蘭侖的身體似乎感受到外界的傷害,體溫便突地升高了,連臉都要燒紅了。費雷斯卻視而不見,慢慢將花枝在蘭侖身邊劃成一個圓,將蘭侖從中間完整地刨出來。然後紅色光芒再次閃過,晶瑩的琥珀上映出蔣念的迷惑神情。

琥珀發出盛放的光芒,蘭侖睜開狹長的眸子,第一眼就看見蔣念因驚訝而微微睜大的眼睛。

“你救了我?”蘭侖的聲音帶著驚喜和難以置信。他的眼睛因為在琥珀之中被放大而更加精致漂亮,像是個才睡醒的洋娃娃。

蔣念垂下眼,這次空白的眩暈裏似乎有了一些記憶,只是太模糊而不能確認。她十分迷惑,最後才有些不自然地提拉了一下嘴角,連說話有些不自在:“是啊。”

------題外話------

。。。。。。打滾打滾,滾成一個薩摩耶。

三十七章 回城

這種時候蔣念是不可能說不是我救得你這種話的,這樣說出來九成是會被蘭侖弄死的。於是她又一次騙了這個炮灰同志。

蘭侖顯然是非常高興,臉都紅得不正常。但是他還沒有激動完,又想到自己現在的處境,神情便迅速冷卻了下來。他轉身看著那個大型的琥珀,看了幾眼又突然轉回來問道:“你是怎麽把我弄出來的……。親親?”一開始他聲音有些陰冷,後來註意到是蔣念以後才又慢慢放緩語氣。

蔣念瞬間在腦海中過了好幾個說辭,最後才拿出一個比較容易讓人信服的:“昨天我偷聽到你的地點時候就想著救你,所以專門找朋友借了一樣名幻器,可以切割這個東西的。”

事實上蔣念來的那麽快只是為了把蘭侖轉移,免得蘭家人找到。她不想到時候女主因為這個出什麽狀況。笑話,這本書都是寫女主打怪升級的,女主死了其他人還能正常活著嗎?再說她是那麽忠實(坑爹)的讀者,雖然鑒於一個反派角色的悲催感想要躲著女主,但是在其他身份時依舊是萬分想要抱女主大腿的啊。
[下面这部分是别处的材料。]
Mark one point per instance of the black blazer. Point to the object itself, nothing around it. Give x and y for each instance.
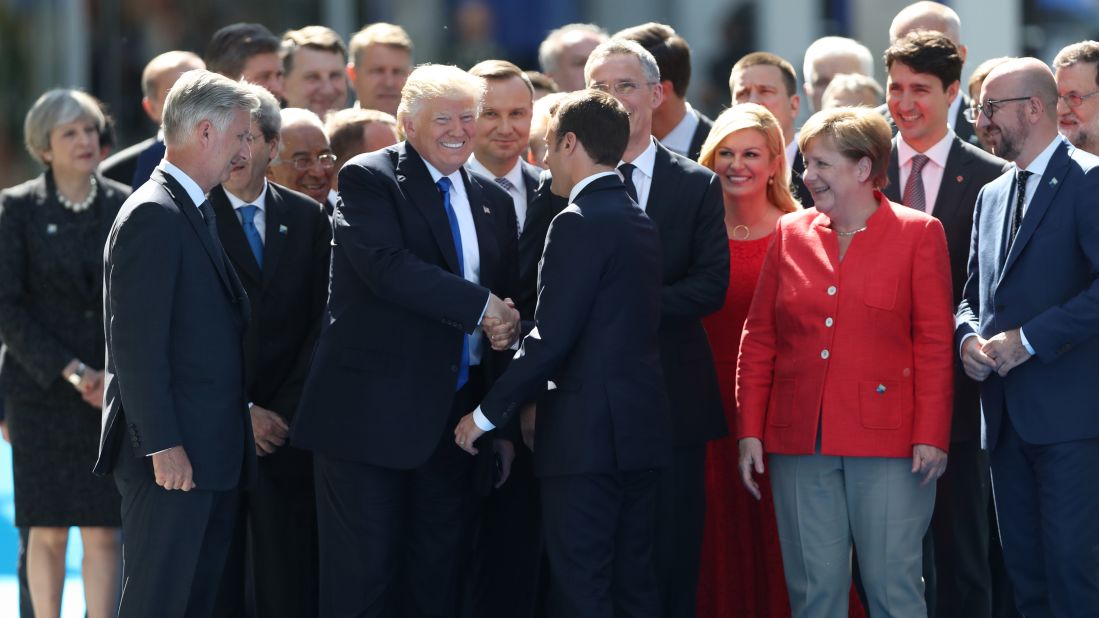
(175, 316)
(968, 168)
(287, 297)
(383, 378)
(685, 202)
(705, 124)
(609, 411)
(51, 286)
但是蘭侖人都醒了,不按著他的期望回答能怎麽辦?難道直接跟他說你去死吧?呵呵!

膽小菇蔣念同學此時很慫,她默默表現出救了蘭侖的歡慶表情,然後問蘭侖現在想去哪裏。其實這都不用猜,以蘭侖的性格絕對是要立馬去報仇的啊,一定馬上去找蘭傲雪和烏十七,甚至直接沖到蔣家去。
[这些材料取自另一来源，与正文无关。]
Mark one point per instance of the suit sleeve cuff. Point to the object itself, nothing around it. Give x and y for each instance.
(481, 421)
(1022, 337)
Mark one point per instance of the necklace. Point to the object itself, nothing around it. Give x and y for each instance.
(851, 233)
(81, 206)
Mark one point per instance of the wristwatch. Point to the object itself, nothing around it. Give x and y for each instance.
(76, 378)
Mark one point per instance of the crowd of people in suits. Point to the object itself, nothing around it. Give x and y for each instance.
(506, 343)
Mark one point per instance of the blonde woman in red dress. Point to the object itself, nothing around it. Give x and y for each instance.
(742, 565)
果然,蘭侖的表情此時陰測測得,似乎是在咬著牙:“當然是去找我的姐啊。”姐姐兩個字他咬得特別重,聽著就是充滿了恨意和厭惡。

蔣念的眼睛垂了垂,半晌才擡起來,笑容有些牽強:“那你知道你姐姐在哪兒嗎?在蔣家還是其他地方。”說完以後蔣念才慢吞吞將手上的瀝莣花枝收回了戒指裏面。此時蘭侖心情一定很覆雜,她用不著再去煽風點火,等找到女主以後再讓女主解決好了。

蘭侖自己不高興,也就沒註意到蔣念的表情,自顧自把身上殘留的琥珀弄幹凈,然後用很溫柔的語氣說:“親親,這件事情我覺得很危險,只想自己去做,你沒必要知道。乖乖呆這裏不要亂走動好不好?這幾天第九城估計都會很亂。”

蔣念很順從地點點頭,蘭侖也就很信任地走了。本來蔣念還在想理由支開他,不和他一起行動,卻沒想到他這麽快就離開了,不符合蘭侖的性格啊。

不過這種時候沒時間想多的,看見蘭侖幾個起落消失在視線裏以後,她才就立刻離開了山洞。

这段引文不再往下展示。